You'll notice that, for the most part, the proxy is in a loop reading data and then writing data. The browser-to-server direction does do some limited buffering, but the overall flavor of the proxy is that it is a filter, reading a limited window of data, possibly modifying it, and then passing it on. The filter is more efficient in both time and space than the alternative of reading all of the browser's request, say, before sending any of it on. In terms of time, the filter potentially overlaps reading and writing, leading to shorter elapsed time to send the entire request. More importantly, the filter requires an amount of memory that is independent of the total amount of data to be transferred, since the proxy keeps only a window's worth of data at a time.

The browser to server state machine must buffer (at least part of) the header because it can't create the TCP connection until it finds the Host line, which could be anywhere. It explicitly allows there to be more than one Host or Connection tag line; it's not clear whether or not HTTP allows that. The server-to-browser state machine operates similarly, except that there is no need to buffer the header because the connection on which it should be sent already exists when that state machine starts operating.

One thing you'll have to decide is how to recognize that the HTTP exchange is over, in each direction. We specify the rule "?/?" in the state machines to indicate this transition. Your work on Part One of this project should help. You should eventually close all connections involved in proxying a request, but of course you need to be careful not to close them too soon.

Additional Details

Configuring Your Browser

To use the proxy we must configure the browser to send all its requests to the proxy, instead of directly to the web servers.
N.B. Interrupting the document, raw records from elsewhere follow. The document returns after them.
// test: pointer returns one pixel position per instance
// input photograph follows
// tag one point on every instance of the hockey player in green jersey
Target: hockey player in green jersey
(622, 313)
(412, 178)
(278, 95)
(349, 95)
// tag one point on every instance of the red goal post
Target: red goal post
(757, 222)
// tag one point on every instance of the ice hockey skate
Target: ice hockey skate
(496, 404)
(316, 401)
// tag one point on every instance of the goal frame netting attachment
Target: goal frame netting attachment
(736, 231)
In Firefox you do this using Edit->Preferences or Options->Options, then the Advanced icon, then the Network tab, then the Settings button for "Connection." Select Manual Proxy Configuration and configure as an HTTP proxy. (That will allow the browser to make direct connections to web servers for protocols our proxy doesn't handle, like SSL and FTP.) You'll need to supply the host name or IP address where the proxy is running and the port it is listening on. Make sure you do not check the box that says "Use this proxy server for all protocols."

run Script

To help us test your code, provide a run script that will build and invoke your proxy. The script should take a single argument: the port number the proxy's server socket should bind to. The proxy's output should be the first line of each HTTP request it receives from the browser. Execution is terminated by Ctrl-C.

Sample Output

Most interesting web pages these days are complicated enough that the set of HTTP requests issued to fetch them will differ from fetch to fetch. We show here some sample output to give you a general sense of what your output should look like, though.

CSE Winter Quarter 2014 Time Schedule Sample Output
www.whitehouse.gov Sample Output
www.cnn.com Sample Output
(Truncated to the first approximately 40 seconds.)
Turn in
When you're ready to turn in your assignment, do the following:
  1. The files you submit should be placed in a directory named proj2. There should be no other files in that directory.
  2. Create a README.TXT file that contains the names, student numbers, and UW email addresses of the member(s) of your team.
  3. Put the README.TXT file, your HTTP proxy solution source code, your run script, and your tcp.pdf or tcp.txt report file in the proj2 directory.
  4. While in the directory that is the parent of proj2/, issue the command tar czf proj2.tar.gz proj2.
  5. Verify that the tar file contains the files you intend to submit: tar tf proj2.tar.gz.
  6. You may also want to check that your submission is packaged correctly with the project packaging check script (instructions here).
  7. Submit the proj2.tar.gz file to the course dropbox.